@schratze Linux has one big benefit. It supports annoyance driven development (ADD). Basically when you get annoyed enough, you can actually fix things instead of just continuing to be annoyed. Now that might be annoying on its own, but it at least keeps you busy instead of fuming in a corner!
(Sorry for the necro-reply, someone boosted this and I blame them!)
@PCOWandre@schratze Actually, working at WeMoveMobileData and later WeHostMillions I learned to like Solaris 10 a lot. Which was rather unlike the SysV I got to know at the University earlier in its different forms of not being very satisfactory.
@jyrgenn@schratze I think years of earlier Solaris conditioned me a little. When I had a retro trip to Dell UNIX et al, the userland was familiar and I had no trouble building packages.
@jyrgenn@schratze Circa 1990-1992 SVR4 UNIX. Was near unobtainium at the time of release; certainly never found it in Australia.
If you look at some early comparisons of UNIX options on x86, it'll turn up, often with a pretty strong recommendation.
Caveats? The hardware support is pretty narrow. Only a couple of supported NICs; I never managed to get the Adaptec SCSI HBA support working and it doesn't know about large storage.
My plan was to attempt to port some of the NIC drivers from early Solaris x86 but my development box kept shitting itself -- failed power supply then failed motherboard then failed disk then failed NIC. At some point I'll find another reasonable fast-486/early pentium and give it another poke.

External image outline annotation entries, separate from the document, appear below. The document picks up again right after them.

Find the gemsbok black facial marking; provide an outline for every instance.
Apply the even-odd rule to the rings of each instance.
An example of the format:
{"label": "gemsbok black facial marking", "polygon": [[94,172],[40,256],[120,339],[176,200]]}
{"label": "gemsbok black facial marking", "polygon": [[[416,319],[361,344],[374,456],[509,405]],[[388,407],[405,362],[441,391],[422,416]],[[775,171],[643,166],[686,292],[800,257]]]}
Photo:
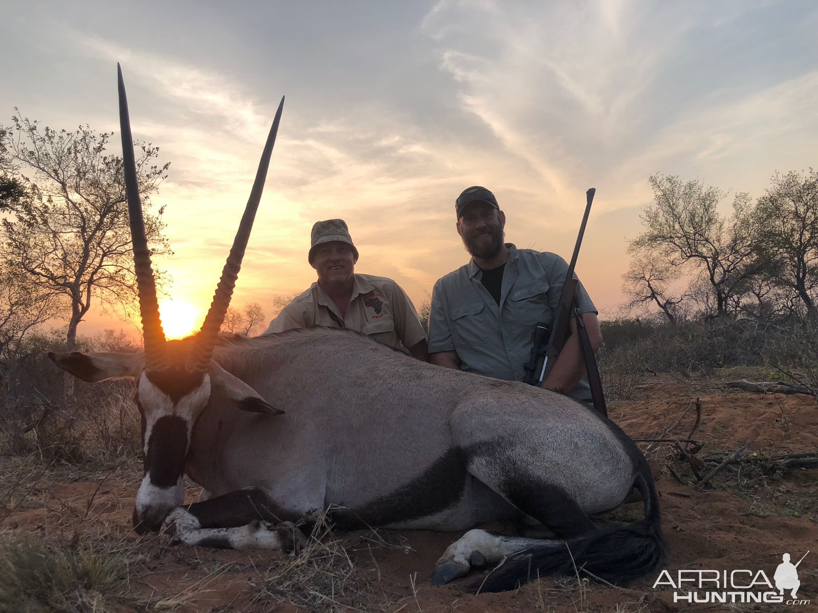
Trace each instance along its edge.
{"label": "gemsbok black facial marking", "polygon": [[145,472],[156,487],[176,485],[185,469],[187,454],[187,423],[176,415],[156,420],[151,430],[145,453]]}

@PCOWandre@jyrgenn@schratze Porting drivers from early Solaris to SVR4? Would that even be possible? Wasn't early Solaris basically SunOS (BSD) under the hood?
@resuna@jyrgenn Nope. Solaris -- as in Solaris proper, not the "Solaris 1" backported name for SunOS 4 -- was STREAMS and System V all the way.
With proper API/ABI definitions and compatibility. Look at some of the classic LSI drivers -- one binary covers 2.6 through 10 and the cut at 2.6 is only because of the jump to 64 bit splitting the driver tree.